Außerdem forderten die Rechtsexperten eine bessere Ausbildung für Fahrlehrer. Und auch die Qualität einzelner Fahrschulen gehöre auf den Prüfstand. Hohe Durchfallquoten von bis zu 30 Prozent hatten in der Öffentlichkeit zu Kritik an der derzeitigen Fahrschulausbildung geführt. Junge Menschen sollten zudem noch früher als bisher mit dem Autofahren starten. Daher ist zu prüfen, ob das Einstiegsalter für das begleitende Fahren von derzeit 17 auf 16 Jahren gesenkt werden kann. „Viele junge Fahrer verhalten sich rund sechs Monate nach dem Führerscheinerwerb besonders riskant und verursachen dann schwere Unfälle“, sagte Siegfried Brockmann von der Unfallforschung der Versicherer (UDV). Daher fordert die UDV für die Zeit nach dem Führerscheinerwerb eine weitergehende Betreuung. Mit einer Mehrstufenausbildung konnten die Österreicher die Unfallzahlen junger Fahrer um ein Drittel senken. Zu einer solchen zweistufigen Fahrausbildung konnte sich der Verkehrsgerichtstag jedoch noch nicht durchringen. Die Teilnehmer empfehlen lediglich die Einrichtung einer Projektgruppe, die die Wirksamkeit einer Betreuung nach dem Führerscheinerwerb prüfen soll. In Deutschland verunglücken noch immer überproportional viele junge Fahrer. Obwohl nur elf Prozent der Führerscheininhaber der Altersgruppe zwischen 18 und 25 Jahren angehören, entstammt ihr wiederum nahezu jeder Dritte getötet Autofahrer.

Die Aggression im Straßenverkehr hat in den letzten Jahren deutlich zugenommen.
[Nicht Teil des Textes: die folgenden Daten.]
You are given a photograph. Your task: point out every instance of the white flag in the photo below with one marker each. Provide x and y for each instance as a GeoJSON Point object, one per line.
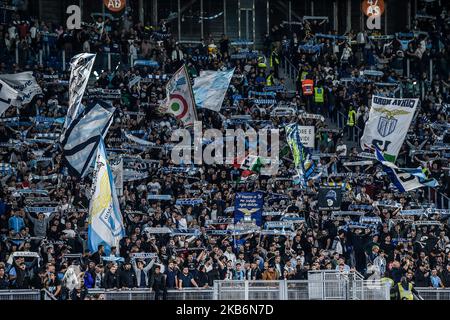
{"type": "Point", "coordinates": [210, 88]}
{"type": "Point", "coordinates": [7, 96]}
{"type": "Point", "coordinates": [81, 66]}
{"type": "Point", "coordinates": [117, 170]}
{"type": "Point", "coordinates": [180, 100]}
{"type": "Point", "coordinates": [25, 84]}
{"type": "Point", "coordinates": [388, 124]}
{"type": "Point", "coordinates": [105, 219]}
{"type": "Point", "coordinates": [82, 137]}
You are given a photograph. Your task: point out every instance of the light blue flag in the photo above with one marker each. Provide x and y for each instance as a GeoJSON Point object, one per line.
{"type": "Point", "coordinates": [105, 219]}
{"type": "Point", "coordinates": [210, 88]}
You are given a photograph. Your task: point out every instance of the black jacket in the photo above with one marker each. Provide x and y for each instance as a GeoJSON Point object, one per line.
{"type": "Point", "coordinates": [420, 280]}
{"type": "Point", "coordinates": [157, 281]}
{"type": "Point", "coordinates": [112, 280]}
{"type": "Point", "coordinates": [446, 278]}
{"type": "Point", "coordinates": [127, 278]}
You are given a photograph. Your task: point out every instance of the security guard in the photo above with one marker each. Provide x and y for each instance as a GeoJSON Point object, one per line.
{"type": "Point", "coordinates": [275, 61]}
{"type": "Point", "coordinates": [318, 95]}
{"type": "Point", "coordinates": [319, 99]}
{"type": "Point", "coordinates": [405, 290]}
{"type": "Point", "coordinates": [351, 120]}
{"type": "Point", "coordinates": [262, 63]}
{"type": "Point", "coordinates": [390, 283]}
{"type": "Point", "coordinates": [307, 87]}
{"type": "Point", "coordinates": [269, 79]}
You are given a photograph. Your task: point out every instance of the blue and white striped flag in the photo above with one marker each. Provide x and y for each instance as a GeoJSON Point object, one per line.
{"type": "Point", "coordinates": [81, 66]}
{"type": "Point", "coordinates": [105, 219]}
{"type": "Point", "coordinates": [405, 179]}
{"type": "Point", "coordinates": [83, 136]}
{"type": "Point", "coordinates": [210, 88]}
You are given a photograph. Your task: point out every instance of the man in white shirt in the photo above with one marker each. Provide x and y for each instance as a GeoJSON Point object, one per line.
{"type": "Point", "coordinates": [230, 255]}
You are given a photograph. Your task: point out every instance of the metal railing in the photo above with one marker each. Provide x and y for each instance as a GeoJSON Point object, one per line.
{"type": "Point", "coordinates": [20, 294]}
{"type": "Point", "coordinates": [339, 288]}
{"type": "Point", "coordinates": [440, 200]}
{"type": "Point", "coordinates": [434, 293]}
{"type": "Point", "coordinates": [147, 294]}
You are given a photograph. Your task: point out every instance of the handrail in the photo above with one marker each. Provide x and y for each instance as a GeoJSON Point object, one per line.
{"type": "Point", "coordinates": [49, 294]}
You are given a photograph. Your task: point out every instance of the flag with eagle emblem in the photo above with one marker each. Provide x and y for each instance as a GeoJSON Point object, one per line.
{"type": "Point", "coordinates": [105, 220]}
{"type": "Point", "coordinates": [179, 98]}
{"type": "Point", "coordinates": [388, 124]}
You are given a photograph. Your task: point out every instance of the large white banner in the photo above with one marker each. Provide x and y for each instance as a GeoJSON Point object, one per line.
{"type": "Point", "coordinates": [81, 66]}
{"type": "Point", "coordinates": [25, 84]}
{"type": "Point", "coordinates": [307, 135]}
{"type": "Point", "coordinates": [388, 124]}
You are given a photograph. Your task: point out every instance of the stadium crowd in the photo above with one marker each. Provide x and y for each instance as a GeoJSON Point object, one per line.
{"type": "Point", "coordinates": [393, 247]}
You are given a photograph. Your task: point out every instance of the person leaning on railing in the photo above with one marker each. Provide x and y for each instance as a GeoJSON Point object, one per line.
{"type": "Point", "coordinates": [405, 290]}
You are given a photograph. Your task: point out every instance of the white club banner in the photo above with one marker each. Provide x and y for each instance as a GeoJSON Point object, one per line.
{"type": "Point", "coordinates": [388, 124]}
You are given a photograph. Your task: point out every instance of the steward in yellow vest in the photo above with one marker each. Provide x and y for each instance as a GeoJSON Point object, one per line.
{"type": "Point", "coordinates": [351, 117]}
{"type": "Point", "coordinates": [318, 95]}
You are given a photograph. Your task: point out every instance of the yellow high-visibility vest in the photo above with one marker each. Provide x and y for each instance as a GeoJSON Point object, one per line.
{"type": "Point", "coordinates": [351, 118]}
{"type": "Point", "coordinates": [318, 95]}
{"type": "Point", "coordinates": [405, 294]}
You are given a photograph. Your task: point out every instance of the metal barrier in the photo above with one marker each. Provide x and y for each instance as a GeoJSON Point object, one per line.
{"type": "Point", "coordinates": [20, 294]}
{"type": "Point", "coordinates": [434, 293]}
{"type": "Point", "coordinates": [249, 290]}
{"type": "Point", "coordinates": [335, 287]}
{"type": "Point", "coordinates": [146, 294]}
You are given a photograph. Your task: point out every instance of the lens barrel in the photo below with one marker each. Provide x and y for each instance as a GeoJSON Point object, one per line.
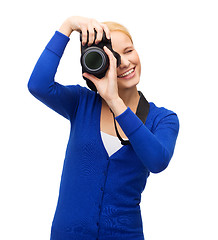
{"type": "Point", "coordinates": [94, 60]}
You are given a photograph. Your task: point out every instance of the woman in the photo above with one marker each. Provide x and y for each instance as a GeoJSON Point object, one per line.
{"type": "Point", "coordinates": [102, 180]}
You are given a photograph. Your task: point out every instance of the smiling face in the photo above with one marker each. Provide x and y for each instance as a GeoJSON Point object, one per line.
{"type": "Point", "coordinates": [129, 71]}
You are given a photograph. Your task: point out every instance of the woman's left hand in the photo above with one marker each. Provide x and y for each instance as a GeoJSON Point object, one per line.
{"type": "Point", "coordinates": [107, 86]}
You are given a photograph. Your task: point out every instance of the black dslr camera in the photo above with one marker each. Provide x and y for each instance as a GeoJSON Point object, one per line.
{"type": "Point", "coordinates": [94, 60]}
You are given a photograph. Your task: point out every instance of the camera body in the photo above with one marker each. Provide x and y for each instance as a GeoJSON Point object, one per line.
{"type": "Point", "coordinates": [94, 60]}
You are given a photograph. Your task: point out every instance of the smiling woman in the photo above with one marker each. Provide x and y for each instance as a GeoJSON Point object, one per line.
{"type": "Point", "coordinates": [102, 181]}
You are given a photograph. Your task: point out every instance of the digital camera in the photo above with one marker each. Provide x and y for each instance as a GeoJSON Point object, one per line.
{"type": "Point", "coordinates": [94, 60]}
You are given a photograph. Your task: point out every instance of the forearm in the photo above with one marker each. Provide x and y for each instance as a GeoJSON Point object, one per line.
{"type": "Point", "coordinates": [153, 149]}
{"type": "Point", "coordinates": [66, 28]}
{"type": "Point", "coordinates": [42, 77]}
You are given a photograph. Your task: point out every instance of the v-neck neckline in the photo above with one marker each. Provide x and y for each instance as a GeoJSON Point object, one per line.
{"type": "Point", "coordinates": [99, 132]}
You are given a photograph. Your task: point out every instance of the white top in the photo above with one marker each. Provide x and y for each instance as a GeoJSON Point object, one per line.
{"type": "Point", "coordinates": [111, 143]}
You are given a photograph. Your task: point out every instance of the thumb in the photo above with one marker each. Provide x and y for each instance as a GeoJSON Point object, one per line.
{"type": "Point", "coordinates": [91, 78]}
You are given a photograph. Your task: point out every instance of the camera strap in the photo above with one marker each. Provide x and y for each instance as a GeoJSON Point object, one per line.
{"type": "Point", "coordinates": [141, 113]}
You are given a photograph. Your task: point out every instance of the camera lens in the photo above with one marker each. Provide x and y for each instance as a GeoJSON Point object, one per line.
{"type": "Point", "coordinates": [93, 60]}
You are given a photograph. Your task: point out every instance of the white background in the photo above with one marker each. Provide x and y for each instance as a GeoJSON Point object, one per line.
{"type": "Point", "coordinates": [177, 42]}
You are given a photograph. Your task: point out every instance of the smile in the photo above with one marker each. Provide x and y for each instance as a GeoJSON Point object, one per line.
{"type": "Point", "coordinates": [131, 71]}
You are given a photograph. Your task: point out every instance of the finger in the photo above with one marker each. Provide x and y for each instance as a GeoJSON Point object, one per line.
{"type": "Point", "coordinates": [106, 29]}
{"type": "Point", "coordinates": [91, 35]}
{"type": "Point", "coordinates": [84, 36]}
{"type": "Point", "coordinates": [112, 59]}
{"type": "Point", "coordinates": [91, 77]}
{"type": "Point", "coordinates": [99, 36]}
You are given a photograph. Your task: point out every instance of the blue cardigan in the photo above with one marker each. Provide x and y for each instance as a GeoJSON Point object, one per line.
{"type": "Point", "coordinates": [99, 196]}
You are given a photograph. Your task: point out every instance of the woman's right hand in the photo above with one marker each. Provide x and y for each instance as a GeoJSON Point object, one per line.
{"type": "Point", "coordinates": [86, 26]}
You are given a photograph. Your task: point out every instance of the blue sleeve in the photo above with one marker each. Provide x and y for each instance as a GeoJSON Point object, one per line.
{"type": "Point", "coordinates": [154, 149]}
{"type": "Point", "coordinates": [62, 99]}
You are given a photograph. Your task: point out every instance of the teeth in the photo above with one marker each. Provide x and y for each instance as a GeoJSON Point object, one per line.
{"type": "Point", "coordinates": [125, 74]}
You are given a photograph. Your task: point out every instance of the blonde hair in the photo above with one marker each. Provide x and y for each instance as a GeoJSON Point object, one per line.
{"type": "Point", "coordinates": [114, 26]}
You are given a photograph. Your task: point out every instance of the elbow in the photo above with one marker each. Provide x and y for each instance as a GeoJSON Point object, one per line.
{"type": "Point", "coordinates": [160, 163]}
{"type": "Point", "coordinates": [34, 88]}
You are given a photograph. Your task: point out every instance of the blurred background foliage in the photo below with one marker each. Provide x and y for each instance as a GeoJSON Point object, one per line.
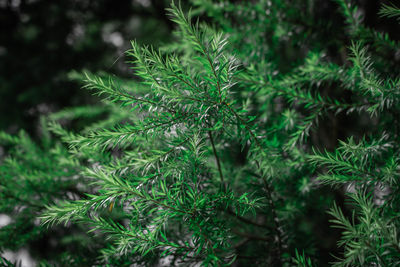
{"type": "Point", "coordinates": [42, 41]}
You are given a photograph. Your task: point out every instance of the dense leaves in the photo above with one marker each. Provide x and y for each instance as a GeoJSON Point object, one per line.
{"type": "Point", "coordinates": [223, 153]}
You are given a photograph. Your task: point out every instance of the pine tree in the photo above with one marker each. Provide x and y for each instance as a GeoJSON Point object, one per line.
{"type": "Point", "coordinates": [218, 153]}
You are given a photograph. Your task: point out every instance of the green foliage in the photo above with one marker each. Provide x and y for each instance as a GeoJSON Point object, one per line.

Ursache ist nach Meinung des ACE Auto Club Europa vor allem massiver Zeitdruck. Daher soll die Polizei künftig ihre Kontrollen verschärfen, so die Forderung der Goslarer Experten. Vorschläge, gegen Rüpel und Rowdies im Straßenverkehr mit schärferen Strafen und Gesetzen vorzugehen, konnten sich hingegen nicht durchsetzen. Experten bezweifeln, dass mehr Kontrollen der Polizei möglich sind. „Überall in Deutschland wird bei der Polizei gespart“, sagte Prof. Dieter Müller von der Polizeihochschule Sachsen aus Rothenburg. Daher bleibt der Mehrheit der vorschriftsmäßig fahrenden Autofahrer wohl weithin nur die Selbsthilfe. Verkehrsteilnehmer sollten sich zum eigenen Schutz nicht provozieren lassen und Rowdies im Straßenverkehr gelassen begegnen, rät der ACE. Durch Ausbremsen, Drohen oder Beleidigen sowie mittels Bummeln oder bewusstem Linksfahren schüren Autofahrer die Eskalation lediglich und erhöhen damit die Unfallgefahr.